I used to, & still would if the @#*$%&*@ bleeding heart liberals on the westside of this gad blasted state hadn't of outlawed trapping & hunting with dogs.


----------



## DavidUnderwood (Jul 5, 2007)

TWO- how many members are in your state's
trapping association? Its hard in less dense
states to fight the anti-everything crowd.


----------



## vezoo (Nov 22, 2008)

Has any one else noticed the lack of white in skunks this year? Or have they always been lacking it for a while?


----------



## -TWO- (Mar 25, 2008)

DavidUnderwood said:


> TWO- how many members are in your state's
> trapping association? Its hard in less dense
> states to fight the anti-everything crowd.

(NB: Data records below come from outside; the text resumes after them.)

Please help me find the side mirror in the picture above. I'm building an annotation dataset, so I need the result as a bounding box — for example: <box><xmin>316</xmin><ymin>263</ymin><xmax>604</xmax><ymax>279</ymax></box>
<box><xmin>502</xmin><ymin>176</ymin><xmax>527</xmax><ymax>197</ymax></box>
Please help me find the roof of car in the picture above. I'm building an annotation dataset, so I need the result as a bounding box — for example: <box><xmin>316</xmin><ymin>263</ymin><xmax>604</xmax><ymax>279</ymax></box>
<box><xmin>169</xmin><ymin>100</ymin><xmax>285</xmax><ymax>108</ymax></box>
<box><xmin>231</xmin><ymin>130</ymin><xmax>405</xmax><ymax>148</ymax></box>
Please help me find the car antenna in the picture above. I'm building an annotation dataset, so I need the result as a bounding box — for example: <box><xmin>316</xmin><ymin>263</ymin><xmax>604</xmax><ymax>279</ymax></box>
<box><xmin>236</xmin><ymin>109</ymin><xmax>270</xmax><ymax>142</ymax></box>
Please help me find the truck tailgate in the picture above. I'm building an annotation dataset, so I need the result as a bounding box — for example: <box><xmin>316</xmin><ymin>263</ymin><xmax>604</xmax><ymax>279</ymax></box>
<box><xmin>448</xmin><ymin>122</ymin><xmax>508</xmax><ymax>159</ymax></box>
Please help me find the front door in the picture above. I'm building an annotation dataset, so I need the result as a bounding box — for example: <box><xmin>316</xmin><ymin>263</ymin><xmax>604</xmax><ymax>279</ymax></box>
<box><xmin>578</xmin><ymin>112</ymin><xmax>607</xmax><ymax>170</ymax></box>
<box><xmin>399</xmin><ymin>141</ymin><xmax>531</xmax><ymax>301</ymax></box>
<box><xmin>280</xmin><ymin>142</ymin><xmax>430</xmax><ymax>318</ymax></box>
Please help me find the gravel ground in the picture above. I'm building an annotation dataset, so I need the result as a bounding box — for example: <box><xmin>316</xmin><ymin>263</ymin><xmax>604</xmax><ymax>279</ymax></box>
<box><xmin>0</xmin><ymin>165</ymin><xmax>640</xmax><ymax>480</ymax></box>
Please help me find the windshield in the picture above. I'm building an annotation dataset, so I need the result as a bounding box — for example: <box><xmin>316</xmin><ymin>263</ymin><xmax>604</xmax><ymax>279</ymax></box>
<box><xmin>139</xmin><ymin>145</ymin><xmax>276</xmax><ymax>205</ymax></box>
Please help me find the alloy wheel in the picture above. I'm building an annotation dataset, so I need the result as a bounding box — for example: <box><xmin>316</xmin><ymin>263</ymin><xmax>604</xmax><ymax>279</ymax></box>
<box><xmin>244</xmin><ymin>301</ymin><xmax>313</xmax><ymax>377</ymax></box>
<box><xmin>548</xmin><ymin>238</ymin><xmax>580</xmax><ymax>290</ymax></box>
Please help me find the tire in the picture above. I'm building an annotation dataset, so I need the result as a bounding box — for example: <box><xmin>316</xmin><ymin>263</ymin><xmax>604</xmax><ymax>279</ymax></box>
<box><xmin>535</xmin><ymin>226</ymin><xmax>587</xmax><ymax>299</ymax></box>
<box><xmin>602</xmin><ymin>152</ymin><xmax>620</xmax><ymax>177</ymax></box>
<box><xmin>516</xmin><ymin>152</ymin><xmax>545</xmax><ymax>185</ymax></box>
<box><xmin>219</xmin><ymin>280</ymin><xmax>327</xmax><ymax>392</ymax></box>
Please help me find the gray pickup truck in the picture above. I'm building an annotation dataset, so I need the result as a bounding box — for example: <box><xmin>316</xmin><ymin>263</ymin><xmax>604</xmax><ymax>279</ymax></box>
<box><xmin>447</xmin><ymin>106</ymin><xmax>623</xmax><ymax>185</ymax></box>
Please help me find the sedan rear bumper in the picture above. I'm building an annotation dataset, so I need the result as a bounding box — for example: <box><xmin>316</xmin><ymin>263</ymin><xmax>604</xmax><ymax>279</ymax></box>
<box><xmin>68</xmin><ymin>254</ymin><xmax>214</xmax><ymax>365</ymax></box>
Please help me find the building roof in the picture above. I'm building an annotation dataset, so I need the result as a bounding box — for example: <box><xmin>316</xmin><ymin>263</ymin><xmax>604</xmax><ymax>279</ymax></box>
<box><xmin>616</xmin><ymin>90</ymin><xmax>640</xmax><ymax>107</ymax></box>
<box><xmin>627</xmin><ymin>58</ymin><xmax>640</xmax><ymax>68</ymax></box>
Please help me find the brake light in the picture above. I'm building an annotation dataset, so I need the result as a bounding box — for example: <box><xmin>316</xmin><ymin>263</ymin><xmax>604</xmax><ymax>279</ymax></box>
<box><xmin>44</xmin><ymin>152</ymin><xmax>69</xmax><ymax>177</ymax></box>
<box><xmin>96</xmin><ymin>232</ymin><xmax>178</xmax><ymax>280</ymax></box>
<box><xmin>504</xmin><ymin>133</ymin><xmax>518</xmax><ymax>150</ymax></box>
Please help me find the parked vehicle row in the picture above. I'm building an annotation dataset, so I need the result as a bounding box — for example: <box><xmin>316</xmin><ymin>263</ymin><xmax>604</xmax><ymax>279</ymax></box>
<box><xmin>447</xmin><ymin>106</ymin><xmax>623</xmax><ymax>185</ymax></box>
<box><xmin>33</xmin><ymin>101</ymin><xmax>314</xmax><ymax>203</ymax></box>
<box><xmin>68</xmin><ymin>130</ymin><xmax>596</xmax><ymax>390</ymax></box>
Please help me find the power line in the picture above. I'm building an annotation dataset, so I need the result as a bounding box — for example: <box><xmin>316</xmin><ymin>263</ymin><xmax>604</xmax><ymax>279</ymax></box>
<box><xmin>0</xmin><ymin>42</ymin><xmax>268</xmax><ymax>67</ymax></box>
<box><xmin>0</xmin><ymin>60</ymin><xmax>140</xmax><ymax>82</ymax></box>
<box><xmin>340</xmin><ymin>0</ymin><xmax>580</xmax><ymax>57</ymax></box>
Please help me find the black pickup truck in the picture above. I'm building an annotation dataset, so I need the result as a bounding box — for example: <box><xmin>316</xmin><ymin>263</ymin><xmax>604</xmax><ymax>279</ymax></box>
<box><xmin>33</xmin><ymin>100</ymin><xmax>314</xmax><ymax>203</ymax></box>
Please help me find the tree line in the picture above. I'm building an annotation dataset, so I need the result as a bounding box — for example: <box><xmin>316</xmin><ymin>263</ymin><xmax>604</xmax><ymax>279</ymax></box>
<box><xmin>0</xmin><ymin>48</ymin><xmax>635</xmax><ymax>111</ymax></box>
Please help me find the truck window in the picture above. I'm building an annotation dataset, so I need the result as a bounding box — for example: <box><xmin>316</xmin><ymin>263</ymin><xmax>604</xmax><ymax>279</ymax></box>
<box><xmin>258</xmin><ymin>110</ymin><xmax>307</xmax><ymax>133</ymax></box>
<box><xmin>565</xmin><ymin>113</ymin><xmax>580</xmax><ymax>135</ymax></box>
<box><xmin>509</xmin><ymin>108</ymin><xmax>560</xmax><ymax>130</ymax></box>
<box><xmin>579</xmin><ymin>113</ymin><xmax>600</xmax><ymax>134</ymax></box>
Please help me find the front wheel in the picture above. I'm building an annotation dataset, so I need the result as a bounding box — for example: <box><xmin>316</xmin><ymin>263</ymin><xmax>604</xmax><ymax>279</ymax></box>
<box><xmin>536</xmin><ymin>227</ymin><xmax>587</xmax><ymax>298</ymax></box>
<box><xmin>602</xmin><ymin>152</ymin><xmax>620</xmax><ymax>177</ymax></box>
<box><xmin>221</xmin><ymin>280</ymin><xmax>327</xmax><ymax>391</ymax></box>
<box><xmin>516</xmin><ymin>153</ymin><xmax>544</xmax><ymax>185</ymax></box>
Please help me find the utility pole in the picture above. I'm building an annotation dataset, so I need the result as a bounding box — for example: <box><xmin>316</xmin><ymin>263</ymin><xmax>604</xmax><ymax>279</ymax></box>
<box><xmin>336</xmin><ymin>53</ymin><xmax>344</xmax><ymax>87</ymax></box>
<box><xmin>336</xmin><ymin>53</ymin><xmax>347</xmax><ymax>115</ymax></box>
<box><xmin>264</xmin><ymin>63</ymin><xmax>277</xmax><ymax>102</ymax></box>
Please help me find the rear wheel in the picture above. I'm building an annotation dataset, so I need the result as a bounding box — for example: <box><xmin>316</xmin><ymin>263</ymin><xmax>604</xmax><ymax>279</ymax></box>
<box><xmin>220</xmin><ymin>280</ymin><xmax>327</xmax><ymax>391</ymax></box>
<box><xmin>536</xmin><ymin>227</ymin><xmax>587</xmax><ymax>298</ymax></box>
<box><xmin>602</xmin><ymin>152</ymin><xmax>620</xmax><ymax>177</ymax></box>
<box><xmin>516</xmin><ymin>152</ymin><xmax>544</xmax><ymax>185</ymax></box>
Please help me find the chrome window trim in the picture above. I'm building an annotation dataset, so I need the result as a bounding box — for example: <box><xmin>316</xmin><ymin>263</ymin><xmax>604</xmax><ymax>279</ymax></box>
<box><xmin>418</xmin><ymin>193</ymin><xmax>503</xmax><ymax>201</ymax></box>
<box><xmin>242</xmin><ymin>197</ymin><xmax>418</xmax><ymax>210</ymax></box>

You got that right. The ban has been on since 2000. So, of course, membership is down, but there's still some interest in trapping. But understand, that in this state, the outcome of every initiative on the ballot is decided in Pierce & King Counties. Pretty sad. Not just trapping & hound hunting either. Everything. I'll stop here, sometimes I get so agitated about it I'm afraid I might blow a head gasket.


----------



## Bricore (Sep 8, 2007)

Just learning about trapping here. Hope to be here soon.

Dora Renee' Wilkerson


----------



## DavidUnderwood (Jul 5, 2007)

I've been catching black skunks too.
The one yesterday had lots of white.
Its barely visible in this pic.


----------



## Trapper (Jun 2, 2006)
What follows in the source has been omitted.